Diagnosis and management of Sjögren’s syndrome requires three areas of specialty practice: rheumatology, ophthalmology and oral medicine/pathology.
Until now, doctors diagnosing the disease relied on a combination of objective tests and subjective features such as patient reports of signs and symptoms.
“Some of the subjective manifestations of Sjögren's syndrome — dry eyes and dry mouth — are so non-specific,” said Lindsey Criswell, MD, MPH, chief of the UCSF Division of Rheumatology. “In previous years, when those common and non-specific symptoms were part of the classification criteria, some of those patients indeed had Sjögren's syndrome, but others who met those criteria probably had something else.”
The Sjögren’s International Collaborative Clinical Alliance (SICCA) was created to develop a simpler and more objective criteria set, establishing a universal standard for Sjögren's syndrome.
"This new criteria set provides more clarity and specificity, which is particularly important for clinical trial enrollment," said co-lead author Steve Shiboski, PhD, professor at the UCSF Division of Biostatistics. "Correct classification of individuals without the disease helps avoid unnecessarily exposing them to potentially toxic side effects of some experimental treatments."
A Universal Standard
The definition of Sjögren's syndrome has evolved as researchers’ understanding of the disease improved.
“This isn’t a disease localized to the eye or localized to the mouth and teeth; it’s a systemic disease,” Criswell said. “With that recognition, different specialty groups have been coming together to try to develop criteria that encompass all of those manifestations.”
As described in the published article, the SICCA project — comprised of experts from ophthalmology, rheumatology and oral medicine – agreed on a methodology to define the target population and identify and select the criteria. This was followed by a series of validation exercises from a data-based approach.
“In past research studies using earlier criteria, which allowed various symptoms and tests for disease classification, results could be variable, leading to inconsistent results,” said Troy Daniels, DDS, MS, professor of oral medicine and pathology at the UCSF Schools of Dentistry and Medicine and a founder of the UCSF Sjögren’s Syndrome clinic in 1972. “I think that a great deal of past research has been well conceived but the specimens coming into the studies were from inadequately classified sources.”
Tests for the new classification criteria include:
- Anti-SS-A/B serology, which measures the level of specific Sjögren’s syndrome antibodies in blood.

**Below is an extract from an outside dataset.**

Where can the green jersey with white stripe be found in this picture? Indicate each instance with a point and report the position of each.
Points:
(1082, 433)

- Labial salivary gland biopsy — the removal of minor salivary glands from the lips — which demonstrates a specific pattern of inflammation associated with Sjögren’s syndrome.
- Staining the eye’s surface with a specialized dye to test keratoconjunctivitis sicca, an eye disease caused by eye dryness. A score of three or more is considered to be positive.
Two of the three tests must be positive for a person to be diagnosed with Sjögren’s syndrome.
The next step will be to collaborate with representatives of the European League Against Rheumatism (EULAR), the European equivalent of ACR, to perform additional validation involving a European cohort with the goal of achieving a single international standard.
Ultimately, researchers hope a universal standard could lead to faster and more accurate diagnosis of Sjögren's syndrome.
“The prevention of complications is a very important reason why Sjögren's syndrome should be better understood by clinicians and the general public,” Caroline Shiboski said.
Funding support was provided by the National Institutes of Health (NIH) specifically the National Institute for Dental and Craniofacial Research, National Eye Institute and Office of Research on Women’s Health.